Floran dan Febri, yang berdiri di samping Zee, saling berpandangan sebelum Floran menjawab, "Papahku bilang tadi, cuma Nyonya Shania yang ada di mansion saat ini. Beliau sedang berada di kamar twins."

Zee mengerutkan alis, memikirkan ibunya yang mungkin masih terjebak dalam kesedihan di ruangan itu. Ruangan yang selalu dihindari semua orang karena menyimpan kenangan pahit.

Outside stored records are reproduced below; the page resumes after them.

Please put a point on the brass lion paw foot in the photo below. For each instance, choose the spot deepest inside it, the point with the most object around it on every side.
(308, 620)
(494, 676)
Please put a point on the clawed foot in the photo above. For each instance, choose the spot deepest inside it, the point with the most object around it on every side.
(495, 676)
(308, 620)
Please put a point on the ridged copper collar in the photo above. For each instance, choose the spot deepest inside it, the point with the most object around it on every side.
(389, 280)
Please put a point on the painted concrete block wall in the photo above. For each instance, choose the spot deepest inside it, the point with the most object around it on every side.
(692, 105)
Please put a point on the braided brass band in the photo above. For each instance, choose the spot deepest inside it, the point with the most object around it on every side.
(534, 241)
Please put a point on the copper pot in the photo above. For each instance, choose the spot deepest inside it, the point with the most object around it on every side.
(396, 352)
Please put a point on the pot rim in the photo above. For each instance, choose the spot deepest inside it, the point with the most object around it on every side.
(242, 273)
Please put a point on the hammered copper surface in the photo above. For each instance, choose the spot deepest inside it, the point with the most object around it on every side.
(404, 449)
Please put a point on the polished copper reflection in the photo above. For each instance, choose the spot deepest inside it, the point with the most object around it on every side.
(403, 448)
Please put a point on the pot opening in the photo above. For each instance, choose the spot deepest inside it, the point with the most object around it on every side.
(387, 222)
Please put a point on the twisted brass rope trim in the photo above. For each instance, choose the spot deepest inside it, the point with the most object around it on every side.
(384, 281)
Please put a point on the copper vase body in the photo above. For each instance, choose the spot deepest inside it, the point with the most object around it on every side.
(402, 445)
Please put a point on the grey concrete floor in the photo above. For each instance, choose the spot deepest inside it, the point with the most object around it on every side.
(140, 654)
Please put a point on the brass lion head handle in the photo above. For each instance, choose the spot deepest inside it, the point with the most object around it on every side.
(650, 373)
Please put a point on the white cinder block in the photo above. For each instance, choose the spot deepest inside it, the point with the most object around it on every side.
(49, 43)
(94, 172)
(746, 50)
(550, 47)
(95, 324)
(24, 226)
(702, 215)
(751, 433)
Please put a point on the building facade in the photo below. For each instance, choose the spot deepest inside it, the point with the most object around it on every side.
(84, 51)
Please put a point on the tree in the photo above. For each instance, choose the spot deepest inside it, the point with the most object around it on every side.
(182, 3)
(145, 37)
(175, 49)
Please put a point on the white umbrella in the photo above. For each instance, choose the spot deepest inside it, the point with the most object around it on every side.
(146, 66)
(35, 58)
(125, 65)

Tanpa menjawab, Zee melangkah perlahan meninggalkan Floran dan Febri, menelusuri lorong-lorong mansion yang semakin gelap. Setiap langkahnya seolah memanggil kembali bayangan masa lalu, membawa kenangan yang selama ini ia coba lupakan di Amerika. Suasana dingin dan sunyi semakin memperdalam rasa kesepian di hatinya.

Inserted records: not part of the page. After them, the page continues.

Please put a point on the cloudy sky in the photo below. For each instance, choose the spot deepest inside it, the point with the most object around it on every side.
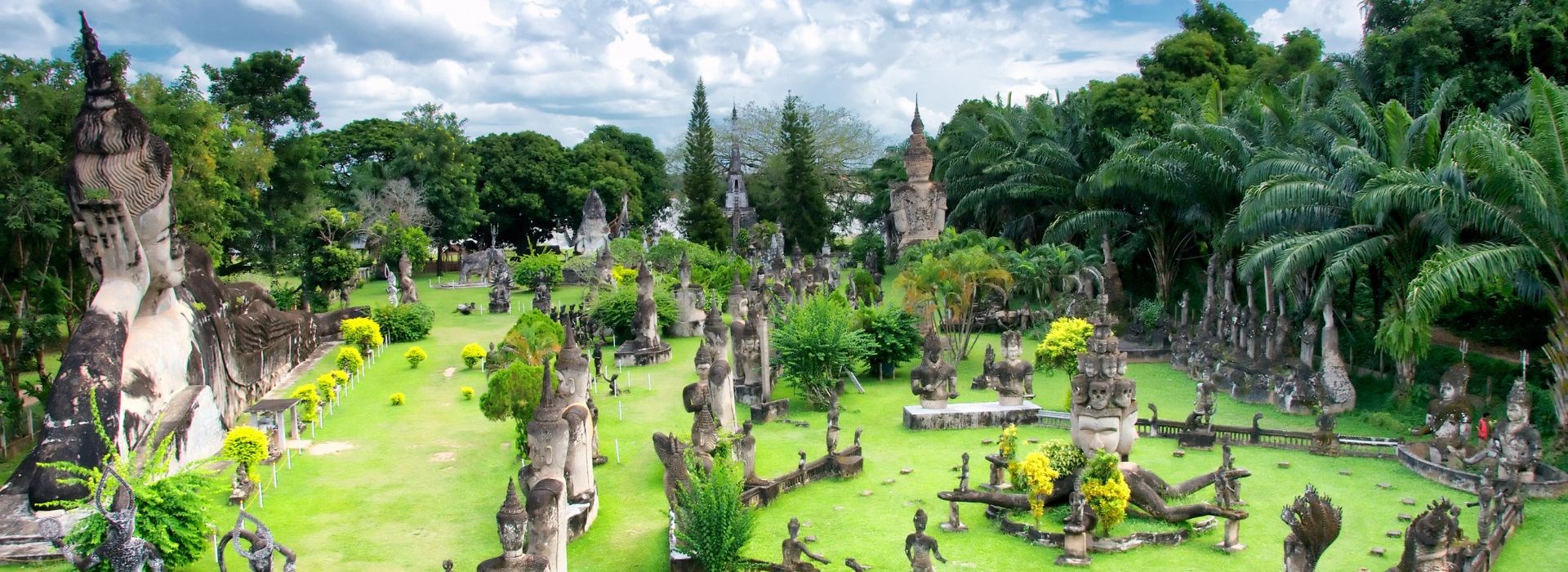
(562, 68)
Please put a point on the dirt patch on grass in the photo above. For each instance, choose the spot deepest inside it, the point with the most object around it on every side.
(330, 447)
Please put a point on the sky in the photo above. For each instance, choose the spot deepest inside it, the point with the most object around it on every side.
(562, 68)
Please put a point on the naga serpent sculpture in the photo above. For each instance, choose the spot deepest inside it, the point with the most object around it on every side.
(262, 546)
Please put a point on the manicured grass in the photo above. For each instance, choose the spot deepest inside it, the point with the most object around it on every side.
(397, 502)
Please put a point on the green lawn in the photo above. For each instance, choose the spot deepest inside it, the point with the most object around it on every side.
(424, 480)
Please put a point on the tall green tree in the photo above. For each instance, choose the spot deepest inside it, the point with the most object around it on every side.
(523, 185)
(804, 208)
(269, 88)
(705, 217)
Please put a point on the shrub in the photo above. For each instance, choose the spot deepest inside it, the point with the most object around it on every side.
(814, 343)
(349, 360)
(363, 333)
(1040, 481)
(617, 309)
(405, 322)
(310, 400)
(1106, 491)
(327, 386)
(712, 524)
(414, 356)
(472, 355)
(245, 445)
(1063, 342)
(893, 336)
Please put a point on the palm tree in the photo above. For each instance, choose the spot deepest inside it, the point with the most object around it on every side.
(1506, 191)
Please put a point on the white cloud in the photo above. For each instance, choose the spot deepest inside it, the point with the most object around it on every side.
(1338, 20)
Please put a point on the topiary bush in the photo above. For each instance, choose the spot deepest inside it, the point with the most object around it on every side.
(245, 445)
(414, 356)
(528, 268)
(617, 307)
(472, 355)
(349, 360)
(1063, 342)
(1106, 489)
(363, 333)
(405, 322)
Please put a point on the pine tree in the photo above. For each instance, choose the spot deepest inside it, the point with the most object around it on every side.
(703, 220)
(804, 215)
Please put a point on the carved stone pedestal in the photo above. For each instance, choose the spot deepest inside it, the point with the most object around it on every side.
(1075, 551)
(1232, 541)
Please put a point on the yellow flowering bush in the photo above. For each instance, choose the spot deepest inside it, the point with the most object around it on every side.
(1063, 342)
(1040, 481)
(1106, 491)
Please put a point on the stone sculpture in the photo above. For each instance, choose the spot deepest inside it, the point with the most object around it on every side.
(1450, 416)
(1314, 524)
(794, 549)
(541, 293)
(1104, 401)
(262, 546)
(1431, 539)
(593, 232)
(918, 208)
(145, 348)
(921, 547)
(121, 549)
(511, 525)
(933, 380)
(647, 348)
(1013, 377)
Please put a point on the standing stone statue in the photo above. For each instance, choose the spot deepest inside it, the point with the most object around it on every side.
(262, 546)
(1013, 377)
(921, 547)
(933, 380)
(511, 525)
(794, 549)
(1104, 401)
(121, 549)
(1314, 524)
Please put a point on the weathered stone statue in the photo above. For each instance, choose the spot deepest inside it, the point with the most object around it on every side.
(511, 525)
(933, 380)
(121, 549)
(1314, 524)
(987, 370)
(501, 288)
(918, 208)
(546, 476)
(541, 293)
(1104, 403)
(921, 547)
(688, 303)
(647, 348)
(1013, 377)
(1431, 539)
(593, 232)
(408, 290)
(262, 546)
(794, 549)
(1450, 416)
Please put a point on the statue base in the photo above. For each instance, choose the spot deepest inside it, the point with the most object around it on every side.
(968, 416)
(629, 355)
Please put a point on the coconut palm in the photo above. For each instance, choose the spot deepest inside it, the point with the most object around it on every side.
(1506, 191)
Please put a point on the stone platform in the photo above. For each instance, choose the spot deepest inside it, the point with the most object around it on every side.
(966, 416)
(642, 356)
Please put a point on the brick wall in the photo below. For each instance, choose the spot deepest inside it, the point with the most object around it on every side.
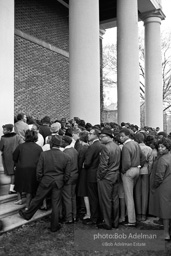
(41, 75)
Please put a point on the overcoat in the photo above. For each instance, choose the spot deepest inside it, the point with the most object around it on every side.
(160, 192)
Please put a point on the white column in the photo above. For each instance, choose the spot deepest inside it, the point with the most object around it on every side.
(84, 68)
(153, 71)
(6, 70)
(128, 62)
(6, 62)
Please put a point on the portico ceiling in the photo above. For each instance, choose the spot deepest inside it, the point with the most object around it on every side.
(108, 10)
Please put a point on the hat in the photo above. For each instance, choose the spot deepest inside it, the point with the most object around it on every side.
(56, 140)
(67, 139)
(107, 131)
(55, 127)
(46, 120)
(9, 127)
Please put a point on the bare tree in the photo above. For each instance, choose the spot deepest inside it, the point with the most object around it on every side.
(110, 65)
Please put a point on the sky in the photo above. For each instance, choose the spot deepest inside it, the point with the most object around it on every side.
(110, 37)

Floran dan Febri hanya bisa melihat kepergian Zee, memahami bahwa temannya itu membutuhkan waktu untuk menghadapi kenyataan yang menanti di dalam mansion Salvatore.

"Mom, aku pulang" suara zee terdengar lembut namun penuh kerinduan saat membuka pintur kamarnya,Shania yang duduk di tepi tempat tidur, terkejut mendengar suara itu. Ia berbalik perlahan, matanya langsung bertemu dengan sosok putranya yang telah lama tak ia peluk. Dia menatap Zee dari ujung kepala hingga kaki, seakan ingin memastikan bahwa anaknya benar-benar ada di hadapannya.


Tiba-tiba air mata mulai membasahi wajah Shania. "Zee..." suaranya bergetar, tubuhnya tak kuasa menahan perasaan yang bercampur aduk. Zee, yang melihat air mata ibunya, segera mendekat dan tanpa ragu merengkuh Shania dalam pelukannya yang erat.

"Sudah, Mom... Jangan bersedih lagi. Aku berjanji, aku akan selalu bersama Mommy di sini," bisiknya dengan nada lembut, berusaha menenangkan wanita yang paling ia cintai.

Shania mengusap punggung Zee dengan penuh kasih sayang, merasakan kehangatan dari putranya yang kini telah tumbuh dewasa. "Kau sudah sangat dewasa sekarang, ya. Jika saja kembaranmu ada... mungkin dia sangat tampan seperti diri mu," ucap Shania dengan suara lirih, menyimpan kesedihan mendalam tentang anaknya yang hilang.

Zee terdiam sejenak, merasakan beban yang selalu menghantui dirinya sejak hari itu. "Jika aku bisa memilih, biar aku saja yang diambil musuh waktu itu," batinnya, namun ia tak ingin membuat ibunya semakin bersedih.

"Doakan saja dia kembali, Mom," lanjut Zee dengan suara penuh keyakinan. "Aku selalu berusaha mencari dia sampai kapan pun. Tidak akan pernah menyerah."

Shania hanya bisa memeluk Zee lebih erat, seolah pelukan itu dapat menghapus sebagian rasa sakit yang ia rasakan selama bertahun-tahun.